Species of gastropod

Kilburnia scholvieni, common name the Cape horse conch, is a species of sea snail, a marine gastropod mollusk in the family Fasciolariidae, the spindle snails, the tulip (snails and their allies.

==Description==
The length of the shell attains 220 mm and perhaps more.

The shell is large and spindle-shaped, with a high spire comprising approximately three-quarters of the total aperture length.

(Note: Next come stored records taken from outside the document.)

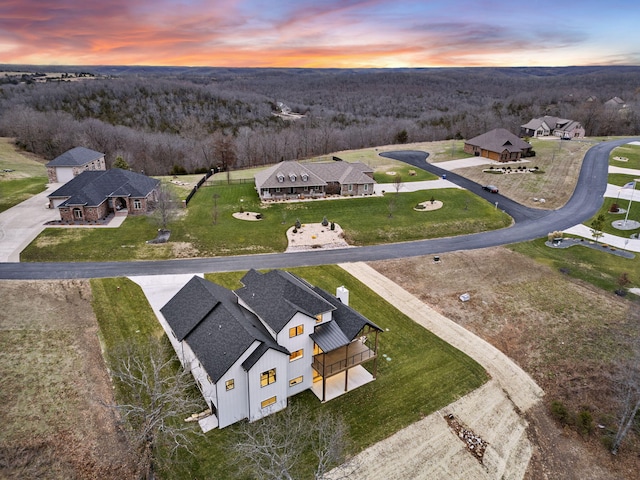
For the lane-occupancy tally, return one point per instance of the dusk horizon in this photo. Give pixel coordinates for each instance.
(354, 34)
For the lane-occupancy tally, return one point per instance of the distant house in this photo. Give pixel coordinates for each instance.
(252, 349)
(94, 194)
(292, 180)
(615, 103)
(72, 163)
(500, 145)
(548, 125)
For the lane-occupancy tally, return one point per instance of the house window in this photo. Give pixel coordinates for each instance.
(295, 381)
(295, 331)
(296, 355)
(268, 377)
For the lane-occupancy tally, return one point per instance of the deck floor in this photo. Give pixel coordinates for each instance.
(358, 376)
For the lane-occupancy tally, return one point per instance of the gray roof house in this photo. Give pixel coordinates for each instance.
(94, 194)
(294, 180)
(498, 144)
(548, 125)
(73, 162)
(251, 349)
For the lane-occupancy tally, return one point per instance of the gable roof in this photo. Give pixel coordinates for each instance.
(276, 296)
(343, 172)
(285, 170)
(291, 174)
(93, 187)
(218, 330)
(499, 140)
(75, 157)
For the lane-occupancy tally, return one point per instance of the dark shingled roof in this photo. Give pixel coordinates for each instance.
(218, 330)
(276, 296)
(350, 321)
(499, 140)
(93, 187)
(76, 157)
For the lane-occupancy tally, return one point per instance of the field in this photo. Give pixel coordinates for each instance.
(566, 333)
(208, 228)
(27, 175)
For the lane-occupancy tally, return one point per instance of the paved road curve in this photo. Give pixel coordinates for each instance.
(529, 224)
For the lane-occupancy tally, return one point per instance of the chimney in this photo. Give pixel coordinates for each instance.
(343, 294)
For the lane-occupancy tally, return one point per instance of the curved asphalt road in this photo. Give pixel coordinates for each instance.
(529, 224)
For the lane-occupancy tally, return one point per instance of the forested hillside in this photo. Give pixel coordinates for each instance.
(163, 119)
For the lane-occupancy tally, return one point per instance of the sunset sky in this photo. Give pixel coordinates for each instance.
(320, 33)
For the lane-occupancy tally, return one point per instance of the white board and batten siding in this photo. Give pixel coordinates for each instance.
(233, 404)
(257, 393)
(300, 367)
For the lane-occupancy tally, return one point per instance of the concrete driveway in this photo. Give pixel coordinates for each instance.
(21, 224)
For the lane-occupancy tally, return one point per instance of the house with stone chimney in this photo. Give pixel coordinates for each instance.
(251, 349)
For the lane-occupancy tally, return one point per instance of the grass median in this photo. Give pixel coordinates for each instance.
(207, 227)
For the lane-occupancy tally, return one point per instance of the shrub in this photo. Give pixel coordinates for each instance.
(584, 423)
(560, 412)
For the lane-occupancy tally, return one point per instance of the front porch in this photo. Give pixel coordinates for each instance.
(339, 371)
(334, 386)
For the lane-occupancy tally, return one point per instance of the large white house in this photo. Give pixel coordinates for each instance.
(252, 349)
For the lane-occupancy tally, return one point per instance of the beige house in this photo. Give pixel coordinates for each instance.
(500, 145)
(293, 180)
(548, 125)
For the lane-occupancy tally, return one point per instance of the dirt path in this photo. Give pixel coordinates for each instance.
(429, 448)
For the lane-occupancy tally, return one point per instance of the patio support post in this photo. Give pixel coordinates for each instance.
(375, 360)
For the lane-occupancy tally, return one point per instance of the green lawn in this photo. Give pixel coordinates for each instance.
(26, 178)
(423, 374)
(630, 152)
(598, 268)
(365, 221)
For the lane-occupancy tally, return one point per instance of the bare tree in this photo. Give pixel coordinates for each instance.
(154, 400)
(273, 447)
(596, 227)
(393, 199)
(165, 207)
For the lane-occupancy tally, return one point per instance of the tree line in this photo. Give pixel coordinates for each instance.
(163, 120)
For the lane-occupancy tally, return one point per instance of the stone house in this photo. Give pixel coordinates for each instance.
(72, 163)
(94, 194)
(500, 145)
(294, 180)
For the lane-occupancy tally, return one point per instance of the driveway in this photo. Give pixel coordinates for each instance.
(19, 225)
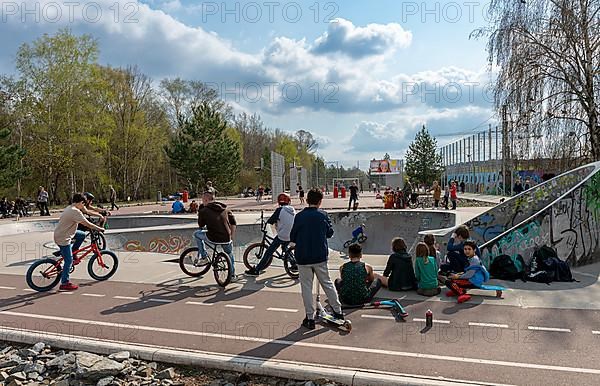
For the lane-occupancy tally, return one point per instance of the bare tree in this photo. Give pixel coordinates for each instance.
(548, 54)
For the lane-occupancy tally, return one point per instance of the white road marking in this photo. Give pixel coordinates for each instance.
(282, 309)
(434, 320)
(199, 303)
(94, 295)
(551, 329)
(488, 325)
(239, 306)
(160, 300)
(125, 298)
(378, 317)
(290, 343)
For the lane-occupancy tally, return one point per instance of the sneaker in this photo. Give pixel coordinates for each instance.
(339, 316)
(463, 298)
(308, 323)
(68, 287)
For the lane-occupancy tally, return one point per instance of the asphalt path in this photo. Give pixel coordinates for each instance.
(479, 342)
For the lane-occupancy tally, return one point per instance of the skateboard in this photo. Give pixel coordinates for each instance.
(323, 315)
(393, 304)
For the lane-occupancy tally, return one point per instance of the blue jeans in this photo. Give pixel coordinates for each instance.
(277, 242)
(201, 238)
(66, 252)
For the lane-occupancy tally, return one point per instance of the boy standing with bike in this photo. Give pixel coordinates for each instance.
(66, 232)
(283, 220)
(310, 232)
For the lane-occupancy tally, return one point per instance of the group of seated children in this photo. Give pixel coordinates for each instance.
(460, 270)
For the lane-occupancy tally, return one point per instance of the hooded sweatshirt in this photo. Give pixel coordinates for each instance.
(217, 219)
(400, 271)
(283, 219)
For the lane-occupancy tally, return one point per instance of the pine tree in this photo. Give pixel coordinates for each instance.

The whorls are rounded but may feature a subtle shoulder adorned with low nodules. Its surface displays fine spiral threads, with some specimens exhibiting occasional stronger cords. The outer lip tapers sharply at the base, forming a relatively slender siphonal canal. The inner lip has a strong fold at the base of the siphonal canal, with one or two faint columellar pleats above. The parietal region is marked by a rounded, in-running ridge just below the outer lip's insertion. The interior of the outer lip is mostly smooth, though mature specimens often have a subterminal row of denticles behind a slightly flaring outer lip.

The shell ranges in color from whitish to pale buff or orange-brown, with darker brown nodules. The periostracum varies from olive-brown to dark brown. The animal itself is orange-red.

==Distribution==
This marine species is endemic to South Africa and occurs off the Agulhas Bank (Cape Agulhas to Port Grosvenor) at depths between 30 m and 250 m.